Masbateño love poem
An espiho
An imo imahe sa espiho
Amo an akon pinakamatahom na tula
Pero pagdali kay ini nawawara
Ini na akon urhi na “Palangga ta ikaw”!


→ French poem ←
Masbateño language
A short translation of my love poem in Minasbate (Masbateño, autonym Masbatenyo) language. This Austronesian, Malayo-Polynesian, Central Visayan language is spoken in the Masbate province (Masbate, Ticao, and Burias Islands) in the Philippines.
Minasbate, shares some similarities with Capiznon, Hiligaynon, and Sorsoganon.
Also influenced by Waray, Bicolano, and Cebuano, it has approximately 600,000 speakers. For less than one-eighth of them, it is their mother tongue.
The Minasbate (Masbatenyo) people use it to communicate with each other, and teach it in their schools.
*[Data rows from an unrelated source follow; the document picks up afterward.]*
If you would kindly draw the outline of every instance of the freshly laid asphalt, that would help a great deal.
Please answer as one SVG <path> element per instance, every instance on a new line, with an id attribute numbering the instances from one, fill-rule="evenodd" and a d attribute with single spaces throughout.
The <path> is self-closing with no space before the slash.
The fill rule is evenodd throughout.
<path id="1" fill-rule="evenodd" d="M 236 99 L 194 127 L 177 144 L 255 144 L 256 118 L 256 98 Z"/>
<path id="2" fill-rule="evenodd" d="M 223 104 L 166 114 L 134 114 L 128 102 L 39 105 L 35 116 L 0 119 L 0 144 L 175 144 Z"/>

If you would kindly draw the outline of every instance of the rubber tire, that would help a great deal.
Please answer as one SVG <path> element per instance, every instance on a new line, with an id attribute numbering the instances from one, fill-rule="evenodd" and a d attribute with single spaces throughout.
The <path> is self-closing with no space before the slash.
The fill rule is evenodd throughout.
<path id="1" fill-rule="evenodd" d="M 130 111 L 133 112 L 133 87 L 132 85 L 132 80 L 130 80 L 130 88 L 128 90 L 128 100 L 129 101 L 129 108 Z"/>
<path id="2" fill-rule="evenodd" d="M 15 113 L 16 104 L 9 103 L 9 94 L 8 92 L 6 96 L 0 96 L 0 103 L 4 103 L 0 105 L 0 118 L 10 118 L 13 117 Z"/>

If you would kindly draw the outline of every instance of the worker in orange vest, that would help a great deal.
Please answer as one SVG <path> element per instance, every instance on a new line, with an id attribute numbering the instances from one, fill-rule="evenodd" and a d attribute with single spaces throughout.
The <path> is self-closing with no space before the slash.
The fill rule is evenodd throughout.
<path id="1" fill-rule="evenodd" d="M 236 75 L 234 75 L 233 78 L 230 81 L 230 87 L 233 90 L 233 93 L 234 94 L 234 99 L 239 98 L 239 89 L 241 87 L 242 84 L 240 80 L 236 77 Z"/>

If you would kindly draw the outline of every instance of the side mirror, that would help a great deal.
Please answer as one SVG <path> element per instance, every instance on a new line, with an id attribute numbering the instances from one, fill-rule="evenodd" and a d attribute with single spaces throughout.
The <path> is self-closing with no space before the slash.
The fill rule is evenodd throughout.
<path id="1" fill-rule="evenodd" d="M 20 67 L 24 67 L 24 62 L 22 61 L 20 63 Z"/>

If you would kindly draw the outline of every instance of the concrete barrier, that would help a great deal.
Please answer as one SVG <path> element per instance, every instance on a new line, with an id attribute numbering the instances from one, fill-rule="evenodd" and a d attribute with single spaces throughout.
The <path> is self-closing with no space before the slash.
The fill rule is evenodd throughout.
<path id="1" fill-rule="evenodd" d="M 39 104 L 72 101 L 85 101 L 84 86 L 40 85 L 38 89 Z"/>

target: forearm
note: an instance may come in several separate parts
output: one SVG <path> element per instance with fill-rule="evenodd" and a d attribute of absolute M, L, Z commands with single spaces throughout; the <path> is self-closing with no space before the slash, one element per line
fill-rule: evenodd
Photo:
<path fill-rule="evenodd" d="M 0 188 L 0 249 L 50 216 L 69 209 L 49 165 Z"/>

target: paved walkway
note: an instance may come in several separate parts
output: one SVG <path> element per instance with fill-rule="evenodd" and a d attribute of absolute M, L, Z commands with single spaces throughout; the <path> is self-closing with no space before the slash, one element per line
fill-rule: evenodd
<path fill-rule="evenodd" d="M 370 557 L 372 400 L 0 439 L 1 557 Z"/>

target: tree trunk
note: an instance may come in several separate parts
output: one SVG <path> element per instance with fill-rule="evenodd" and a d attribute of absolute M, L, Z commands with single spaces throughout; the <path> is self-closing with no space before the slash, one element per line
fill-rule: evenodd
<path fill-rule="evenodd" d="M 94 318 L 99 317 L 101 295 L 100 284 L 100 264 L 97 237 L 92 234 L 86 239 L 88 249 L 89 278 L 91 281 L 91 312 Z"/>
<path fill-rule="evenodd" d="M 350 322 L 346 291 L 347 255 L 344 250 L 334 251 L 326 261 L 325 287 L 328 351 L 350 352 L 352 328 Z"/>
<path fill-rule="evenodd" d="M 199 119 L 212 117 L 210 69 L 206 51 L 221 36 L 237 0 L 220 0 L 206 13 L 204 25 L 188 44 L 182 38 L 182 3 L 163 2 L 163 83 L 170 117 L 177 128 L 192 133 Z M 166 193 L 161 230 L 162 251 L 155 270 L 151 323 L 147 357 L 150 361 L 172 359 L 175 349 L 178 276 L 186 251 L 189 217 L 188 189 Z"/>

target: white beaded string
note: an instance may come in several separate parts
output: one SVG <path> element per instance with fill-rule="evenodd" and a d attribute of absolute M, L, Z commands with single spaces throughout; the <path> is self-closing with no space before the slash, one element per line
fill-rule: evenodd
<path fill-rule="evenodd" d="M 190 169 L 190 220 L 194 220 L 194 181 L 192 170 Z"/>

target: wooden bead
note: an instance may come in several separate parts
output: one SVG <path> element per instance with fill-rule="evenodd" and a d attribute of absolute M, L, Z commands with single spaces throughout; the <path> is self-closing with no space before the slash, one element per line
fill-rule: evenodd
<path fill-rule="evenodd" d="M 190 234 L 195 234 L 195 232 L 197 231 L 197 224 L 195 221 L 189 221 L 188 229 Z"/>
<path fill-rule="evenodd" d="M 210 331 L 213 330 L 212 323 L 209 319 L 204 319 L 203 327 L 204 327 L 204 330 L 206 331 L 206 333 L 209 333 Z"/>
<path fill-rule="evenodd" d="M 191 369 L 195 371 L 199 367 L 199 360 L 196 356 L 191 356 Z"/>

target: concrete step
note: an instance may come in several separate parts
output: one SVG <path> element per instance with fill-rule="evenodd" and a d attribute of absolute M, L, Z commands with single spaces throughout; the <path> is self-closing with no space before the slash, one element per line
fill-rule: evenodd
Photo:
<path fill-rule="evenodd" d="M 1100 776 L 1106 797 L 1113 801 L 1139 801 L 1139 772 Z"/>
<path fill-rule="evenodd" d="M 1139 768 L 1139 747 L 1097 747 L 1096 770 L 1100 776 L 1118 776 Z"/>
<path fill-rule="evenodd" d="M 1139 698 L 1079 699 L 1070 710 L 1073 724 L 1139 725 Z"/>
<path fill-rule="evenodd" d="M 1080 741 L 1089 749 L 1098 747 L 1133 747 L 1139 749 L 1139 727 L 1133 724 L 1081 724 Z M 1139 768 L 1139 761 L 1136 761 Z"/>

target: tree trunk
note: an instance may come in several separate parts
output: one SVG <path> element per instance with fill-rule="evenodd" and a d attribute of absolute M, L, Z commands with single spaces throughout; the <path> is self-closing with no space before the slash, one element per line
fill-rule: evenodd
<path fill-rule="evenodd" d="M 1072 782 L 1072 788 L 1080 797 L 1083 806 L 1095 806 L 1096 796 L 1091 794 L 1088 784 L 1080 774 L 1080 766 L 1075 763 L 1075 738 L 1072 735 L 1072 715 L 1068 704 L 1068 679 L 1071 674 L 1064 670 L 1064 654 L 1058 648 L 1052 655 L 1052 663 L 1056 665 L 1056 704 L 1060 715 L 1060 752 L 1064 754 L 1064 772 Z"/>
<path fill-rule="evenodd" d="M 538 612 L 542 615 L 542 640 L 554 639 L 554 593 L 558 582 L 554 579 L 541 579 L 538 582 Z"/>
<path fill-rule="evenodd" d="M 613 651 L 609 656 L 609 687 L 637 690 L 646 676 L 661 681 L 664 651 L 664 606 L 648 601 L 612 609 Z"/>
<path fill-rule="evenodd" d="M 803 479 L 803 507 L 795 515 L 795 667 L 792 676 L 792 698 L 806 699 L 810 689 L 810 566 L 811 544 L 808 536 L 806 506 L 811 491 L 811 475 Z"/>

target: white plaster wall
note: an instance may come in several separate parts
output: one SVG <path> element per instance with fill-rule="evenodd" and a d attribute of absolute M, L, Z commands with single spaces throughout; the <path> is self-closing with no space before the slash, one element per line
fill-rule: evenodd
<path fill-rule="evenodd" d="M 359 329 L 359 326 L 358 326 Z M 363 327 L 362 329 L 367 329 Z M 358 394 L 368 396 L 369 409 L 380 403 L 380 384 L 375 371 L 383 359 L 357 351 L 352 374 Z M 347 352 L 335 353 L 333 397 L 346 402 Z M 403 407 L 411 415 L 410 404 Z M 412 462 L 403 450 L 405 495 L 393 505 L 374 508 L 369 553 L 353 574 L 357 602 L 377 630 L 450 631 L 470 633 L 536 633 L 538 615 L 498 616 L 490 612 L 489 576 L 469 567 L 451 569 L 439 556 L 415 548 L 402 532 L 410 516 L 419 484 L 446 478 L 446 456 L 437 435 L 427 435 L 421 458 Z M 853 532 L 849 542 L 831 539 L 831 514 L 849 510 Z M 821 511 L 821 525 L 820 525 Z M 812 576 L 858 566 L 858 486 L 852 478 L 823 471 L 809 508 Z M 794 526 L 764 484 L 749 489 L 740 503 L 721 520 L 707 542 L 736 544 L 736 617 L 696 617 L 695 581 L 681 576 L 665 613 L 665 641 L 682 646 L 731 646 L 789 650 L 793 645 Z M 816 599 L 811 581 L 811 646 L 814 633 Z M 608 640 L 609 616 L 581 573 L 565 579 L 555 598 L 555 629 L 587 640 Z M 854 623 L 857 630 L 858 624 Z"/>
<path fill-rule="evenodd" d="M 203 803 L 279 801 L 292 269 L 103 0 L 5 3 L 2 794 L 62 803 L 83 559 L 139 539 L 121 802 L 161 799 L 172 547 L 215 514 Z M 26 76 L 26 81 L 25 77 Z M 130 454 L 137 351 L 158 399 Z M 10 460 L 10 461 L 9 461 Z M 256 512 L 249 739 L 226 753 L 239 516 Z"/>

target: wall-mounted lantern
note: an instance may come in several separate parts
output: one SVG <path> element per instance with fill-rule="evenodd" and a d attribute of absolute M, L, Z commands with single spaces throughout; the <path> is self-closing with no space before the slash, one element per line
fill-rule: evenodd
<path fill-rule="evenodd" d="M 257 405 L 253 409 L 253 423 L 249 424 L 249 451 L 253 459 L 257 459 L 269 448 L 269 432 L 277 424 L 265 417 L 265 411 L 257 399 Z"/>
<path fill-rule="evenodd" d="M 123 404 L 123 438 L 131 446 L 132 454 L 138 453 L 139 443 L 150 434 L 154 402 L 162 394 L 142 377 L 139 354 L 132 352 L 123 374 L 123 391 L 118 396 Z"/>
Generally, this language is divided into three dialectal variants: northern, southern, and western. This translation comes from the capital, the city of Masbate, where people speak the northern dialect.
Masbate
The province of Masbate, which is in the center of the Philippines, includes three main islands (Masbate, the largest, Burias to the north and Ticao to the east) and 15 smaller islands.
Their central location has long made these islands a crossroads, a melting pot of cultures and languages. Particularly, in the 1960s, when a massive influx of migrants settled there.
The word Masbate has a controversial origin... mas bati (better understood), masa batí (to mix, beat), or perhaps basbat, which refers to its gold mines.
After Indonesian and Chinese traders, these volcanic islands were reached in the 16th century by the Spanish (Luiz Enriquez de Guzman).
Masbate's wealth is based on fishing, crops (rice, coconuts (copra), corn, and tobacco), livestock, and mining, particularly gold and manganese.